INSTITUT INTERNATIONAL D'AGRICULTURE TROPICALE : Des recommandations intéressantes pour le Gabon

INSTITUT INTERNATIONAL D’AGRICULTURE TROPICALE
Des recommandations intéressantes pour le Gabon

 

Un groupe d’experts issus de l’Institut international d’agriculture tropicale (IITA) a récemment évalué le potentiel du secteur agricole  au Gabon. Le rapport d’évaluation vient d’être remis au ministre en charge de l’Agriculture.

Au bout d’une analyse approfondie, les experts de l’Institut international d’agriculture tropicale (IITA) ont formulé des recommandations focalisées sur quatre points : le système financier, la transformation locale des produits, l’implication des jeunes et le renforcement des capacités des acteurs techniques du secteur.

Ces différents facteurs devraient être pris en considération pour promouvoir le développement du secteur agricole dans le pays d’après les experts de l’IITA qui viennent de remettre au ministre de l’Agriculture le rapport de leur mission d’évaluation au Gabon.

Le rapport établi par ces experts sera mis à profit par le ministère afin de mettre en œuvre les ambitions véhiculées par le président Ali Bongo Ondimba pour le secteur agricole. Le ministre Yves Fernand Manfoumbi, en charge de l’Agriculture, de l’Elevage et du programme Graine, a affirmé qu’il est question dans un premier tems de «remettre sur pied un système financier chargé d’aider les agriculteurs, non seulement à mieux gagner leur vie grâce à leur activité, mais surtout de disposer de semences de qualité pour que nous puissions garantir la sécurité alimentaire et nutritionnelle des Gabonais».

L’augmentation de la production vivrière fait partie ainsi des priorités actuellement.
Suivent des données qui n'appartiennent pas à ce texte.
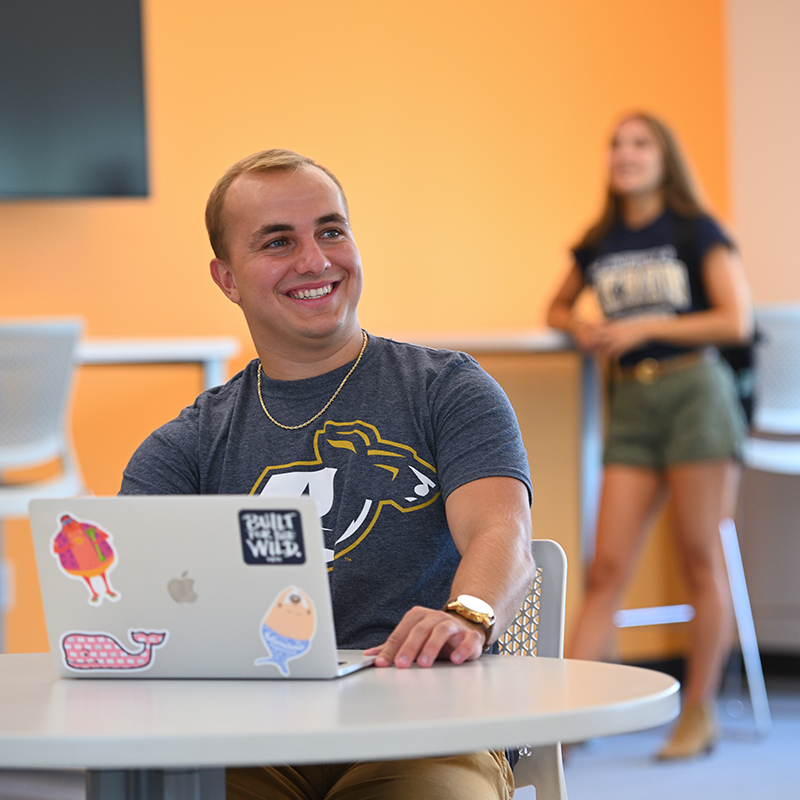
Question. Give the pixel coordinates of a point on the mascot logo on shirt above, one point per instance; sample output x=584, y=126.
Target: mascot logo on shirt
x=377, y=473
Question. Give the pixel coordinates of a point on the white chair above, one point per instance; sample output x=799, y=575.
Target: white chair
x=663, y=615
x=538, y=630
x=36, y=372
x=772, y=445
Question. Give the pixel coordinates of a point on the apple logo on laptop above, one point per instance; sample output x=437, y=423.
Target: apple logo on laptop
x=181, y=589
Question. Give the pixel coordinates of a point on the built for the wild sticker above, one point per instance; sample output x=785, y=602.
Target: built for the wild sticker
x=272, y=537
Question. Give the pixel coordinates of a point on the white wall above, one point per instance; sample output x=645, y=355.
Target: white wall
x=764, y=63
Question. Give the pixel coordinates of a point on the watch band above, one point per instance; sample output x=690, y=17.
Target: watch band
x=474, y=610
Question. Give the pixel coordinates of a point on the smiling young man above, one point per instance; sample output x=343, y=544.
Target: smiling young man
x=413, y=455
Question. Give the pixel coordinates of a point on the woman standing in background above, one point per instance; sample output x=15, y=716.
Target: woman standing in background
x=671, y=288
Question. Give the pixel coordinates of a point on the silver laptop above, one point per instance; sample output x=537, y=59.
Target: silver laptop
x=213, y=586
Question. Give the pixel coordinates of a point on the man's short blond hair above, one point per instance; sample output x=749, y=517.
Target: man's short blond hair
x=275, y=160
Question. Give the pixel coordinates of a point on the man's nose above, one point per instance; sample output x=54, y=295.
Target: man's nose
x=313, y=259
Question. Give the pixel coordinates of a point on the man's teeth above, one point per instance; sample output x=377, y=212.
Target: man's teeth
x=310, y=294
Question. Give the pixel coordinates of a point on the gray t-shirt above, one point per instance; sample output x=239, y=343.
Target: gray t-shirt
x=410, y=425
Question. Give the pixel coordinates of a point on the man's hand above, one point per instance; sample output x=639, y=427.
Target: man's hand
x=425, y=634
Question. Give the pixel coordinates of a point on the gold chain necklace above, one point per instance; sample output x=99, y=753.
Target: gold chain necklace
x=327, y=405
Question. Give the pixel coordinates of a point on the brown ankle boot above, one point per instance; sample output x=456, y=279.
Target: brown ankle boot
x=695, y=733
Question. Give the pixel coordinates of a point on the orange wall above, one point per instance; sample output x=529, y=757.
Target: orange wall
x=470, y=143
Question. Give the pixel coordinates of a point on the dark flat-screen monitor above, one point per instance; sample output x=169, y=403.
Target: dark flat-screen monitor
x=72, y=110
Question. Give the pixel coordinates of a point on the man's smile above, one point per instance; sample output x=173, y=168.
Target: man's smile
x=311, y=294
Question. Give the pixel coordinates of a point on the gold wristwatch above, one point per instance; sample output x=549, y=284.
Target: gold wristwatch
x=475, y=610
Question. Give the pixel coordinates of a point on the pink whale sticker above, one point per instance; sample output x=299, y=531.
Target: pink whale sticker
x=102, y=651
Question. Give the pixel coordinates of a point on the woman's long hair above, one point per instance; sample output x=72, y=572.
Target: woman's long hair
x=680, y=194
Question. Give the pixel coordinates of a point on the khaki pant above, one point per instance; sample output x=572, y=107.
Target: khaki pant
x=479, y=776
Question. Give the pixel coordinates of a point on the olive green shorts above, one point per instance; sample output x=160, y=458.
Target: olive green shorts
x=690, y=414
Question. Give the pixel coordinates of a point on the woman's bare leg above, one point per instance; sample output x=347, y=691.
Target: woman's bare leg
x=630, y=500
x=702, y=494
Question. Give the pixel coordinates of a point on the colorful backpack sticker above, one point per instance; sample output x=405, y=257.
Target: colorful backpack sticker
x=288, y=628
x=85, y=553
x=83, y=651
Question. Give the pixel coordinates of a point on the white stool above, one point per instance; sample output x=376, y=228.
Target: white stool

Mais pour y parvenir, une nouvelle organisation en ce qui concerne le développement et la promotion des semences de qualité est nécessaire.

Au niveau du ministère de l’Agriculture, on est persuadé que si les recommandations du rapport d’évaluation effectué par les experts de l’IITA sont suffisamment prises en considération, le secteur agricole pourra évoluer sensiblement dès les prochaines années au Gabon. En sachant que, depuis des décennies, le pays importe massivement des denrées alimentaires alors que le potentiel agricole est réel.